The legislature and the governor have not decided on any major expansion of learning opportunities or support for black, indigenous and colored people during this year’s legislative period.

The requirement that students demonstrate literacy, and especially math, from first year through second year of study has led many high schools to set up workshop-style courses to help students improve their skills and demonstrate their skills To achieve mastery. Most of these courses were discontinued because the qualification requirement was suspended during the pandemic before lawmakers ended it entirely.

Democrats in the Legislature overwhelmingly backed ending the longstanding qualification requirement, while Republicans criticized it as lowering academic standards. A few MPs crossed the party lines in the votes.

Proponents said the state must suspend Oregon high school graduation requirements, which began in 2009 but was already suspended during the pandemic, until at least the 2024 graduate class so that executives can re-examine their graduation requirements. Recommendations for new standards should be submitted to the legislature and the Oregon Board of Education by September 2022.

However, since Oregon education authorities have long insisted that they would not impose new graduation requirements on students who have already started high school, new requirements would not go into effect until class 2027 at the earliest. This means that at least five more classes can be expected to graduate without having to prove mathematical and written knowledge.

Much of the criticism of the degree requirements was aimed at standardized exams. However, unlike many other states, Oregon did not require students to pass any standardized test or any test at all. Students were able to demonstrate their ability to speak and count English by taking around five different tests or by completing an in-depth classroom project that was assessed by their own teachers.

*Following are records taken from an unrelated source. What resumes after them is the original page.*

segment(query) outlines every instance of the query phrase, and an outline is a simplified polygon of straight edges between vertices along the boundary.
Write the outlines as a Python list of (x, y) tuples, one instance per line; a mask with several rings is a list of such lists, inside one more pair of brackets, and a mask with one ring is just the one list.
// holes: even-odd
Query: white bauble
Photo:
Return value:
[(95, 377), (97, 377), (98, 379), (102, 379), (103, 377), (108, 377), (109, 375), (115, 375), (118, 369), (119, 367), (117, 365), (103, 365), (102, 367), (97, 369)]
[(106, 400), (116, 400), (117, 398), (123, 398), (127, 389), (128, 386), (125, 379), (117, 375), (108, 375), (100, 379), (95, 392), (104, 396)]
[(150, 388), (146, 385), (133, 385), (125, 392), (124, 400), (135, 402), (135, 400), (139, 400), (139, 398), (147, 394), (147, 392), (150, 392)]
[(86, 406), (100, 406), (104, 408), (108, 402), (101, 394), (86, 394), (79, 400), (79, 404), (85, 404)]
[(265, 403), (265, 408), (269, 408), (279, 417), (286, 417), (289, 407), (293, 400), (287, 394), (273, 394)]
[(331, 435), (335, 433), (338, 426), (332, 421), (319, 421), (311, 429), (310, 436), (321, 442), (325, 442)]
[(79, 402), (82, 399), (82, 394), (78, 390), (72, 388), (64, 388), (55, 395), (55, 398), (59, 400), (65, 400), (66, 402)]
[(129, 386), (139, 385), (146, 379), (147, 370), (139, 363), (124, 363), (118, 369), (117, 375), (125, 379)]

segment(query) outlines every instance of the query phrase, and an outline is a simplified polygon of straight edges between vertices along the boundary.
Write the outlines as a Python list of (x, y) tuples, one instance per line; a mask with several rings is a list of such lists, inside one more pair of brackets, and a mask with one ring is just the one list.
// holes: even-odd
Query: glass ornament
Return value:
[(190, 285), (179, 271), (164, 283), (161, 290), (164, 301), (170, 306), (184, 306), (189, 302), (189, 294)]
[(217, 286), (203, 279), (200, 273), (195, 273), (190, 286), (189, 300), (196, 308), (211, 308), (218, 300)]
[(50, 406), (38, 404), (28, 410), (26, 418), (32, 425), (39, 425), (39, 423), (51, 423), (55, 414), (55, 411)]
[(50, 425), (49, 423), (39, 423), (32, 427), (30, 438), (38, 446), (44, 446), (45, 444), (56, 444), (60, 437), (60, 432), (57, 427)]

A variety of factors appear to have led to a lack of transparency in the governor’s signature decisions this summer. The Senate Secretary’s staff is responsible for updating the law database when the governor signs a Senate bill. Senate Secretary Lori Brocker said a key person involved in the governor’s office had medical issues in the 15 days between Brown signing Senate Act 744 and updating the public database to reflect this.

Still, a handful of bills the governor signed on July 19 – including a bill creating a training program for childcare and preschool providers aimed at reducing suspensions and expulsions of very young children – were updated and signed in the law database on the same day , and instant email notifications were sent to the people who signed up to track the bills.

No notice of the governor’s signature of the Conclusion Act was ever published. This was due to the fact that the software provider had blocked the law updates for media representatives and the public who had requested them by the time the information was delayed by the legislature on July 29th in the law database. They suspended it because of a system malfunction on July 21, said Bill Sweeney, systems architect for the Legal Information Service.